The Study for Switching Methods to Olanzapine in Korean Schizophrenic Patients Treated with Other Antipsychotics(II): Comparison of Safety.
- Author:
Yong Min AHN
1
;
Yong Sil KWEON
;
Jun Soo KWON
;
Seong Ho MIN
;
Doo Byung PARK
;
Mun Jung YANG
;
Hyoung Seok SOH
;
Jong Ho SONG
;
Yoon Sik SHIN
;
Haing Won WOO
;
Bum Hee YU
;
Hong Seok LEE
;
Han Yong JUNG
;
Chang Hwan HAN
;
Yong Sik KIM
Author Information
1. Department of Psychiatry, Eulji University School of Medicine, Seoul, Korea.

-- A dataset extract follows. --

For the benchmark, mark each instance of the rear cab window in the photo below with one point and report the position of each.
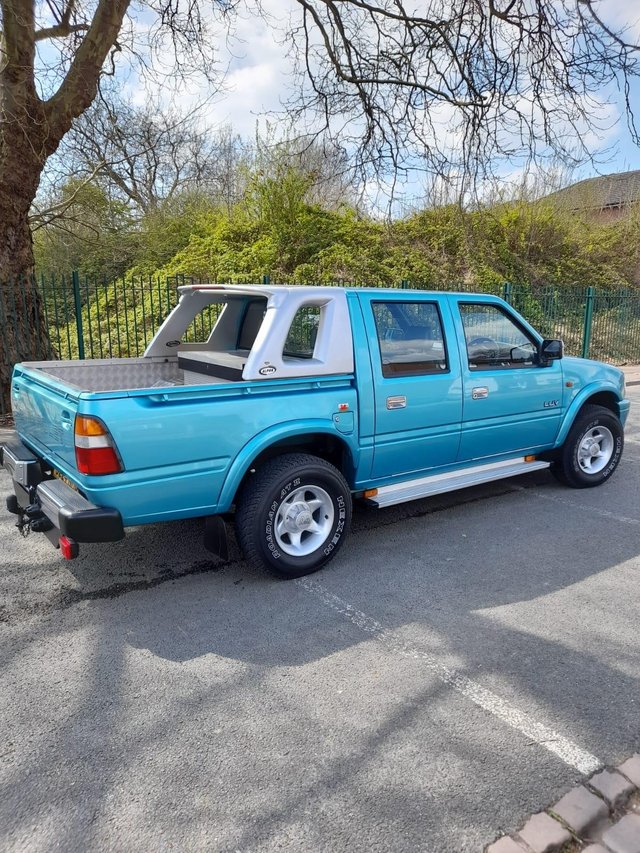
(410, 338)
(494, 339)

- Publication Type:Clinical Trial ; Multicenter Study ; Original Article ; Randomized Controlled Trial
- Keywords:
Olanzapine;
Switching antipsychotics;
Safety;
Schizophrenia
- MeSH:
Antipsychotic Agents;
Benzodiazepines;
Body Weight;
Cholinergic Antagonists;
Dyskinesias;
Humans;
Hyperprolactinemia;
Inpatients;
International Classification of Diseases;
Outpatients;
Psychomotor Agitation;
Schizophrenia;
Vital Signs;
Weight Gain;
Weights and Measures
- From:Journal of Korean Neuropsychiatric Association
2002;41(5):890-904
- CountryRepublic of Korea
- Language:Korean
-
Abstract:
OBJECTIVES: This multicenter clinical trial involving 13 hospital sites compared the safety of switching to olanzapine between 'direct switching method' and 'start-tapering switching method'. METHOD: This study included both inpatients and outpatients who fulfilled the criteria for schizophrenia as defined in the ICD-10, and were in need to be appropriate for switching antipsychotics. Subjects were randomly assigned to one of the two switching methods. For 'direct switching method' group, previous antipsychotics were abruptly discontinued and 10mg of olanzapine was administered, whereas for 'start-tapering switching method' group, initially 10mg of olanzapine was administered and previous antipsychotics was gradually tapered for 2 weeks. Olanzapine was used for 6 weeks and the dose was adjusted within the range of 5-20mg. The safety of switching to olanzapine was measured with vital signs including body weight, adverse events reported spontaneously, laboratory tests, and various scales such as Simpson-Angus Scale(SAS), Barnes Akathisia Rating Scale(BARS), Abnormal Involuntary Movement Scale(AIMS), and Liverpool University Neuroleptic Side Effect Rating Scale(LUNSERS). RESULTS: 103 patients were switched to olanzapine in this study. The comparison between two switching methods did not show any significant difference in the dosage of olanzapine used, the concomitant use of benzodiazepine, the rate and reasons of drop-out, the adverse events, vital signs, laboratory tests, and most scales for measuring side-effects. However, the decrease in AIMS scores was significantly lower in 'direct switching method' group, and the concomitant use of anticholinergics was comparatively greater in 'start-tapering switching method' group. At baseline, SAS and BARS scores were 3.5 and 1.8 points respectively, and more than 70% of the subjects showed hyperprolactinemia. After switching to olanzapine, SAS, BARS, and AIMS scores were significantly decreased and the proportion of the patients with hyperprolactinemia was also decreased to less than 30%. However significant weight gain after the treatment of olanzapine was observed regardless of switching method. CONCLUSION: This study may suggest that switching to olanzapine can be done with relatively high safety regardless of switching methods and olanzapine can significantly decrease some side-effects induced by other antipsychotics.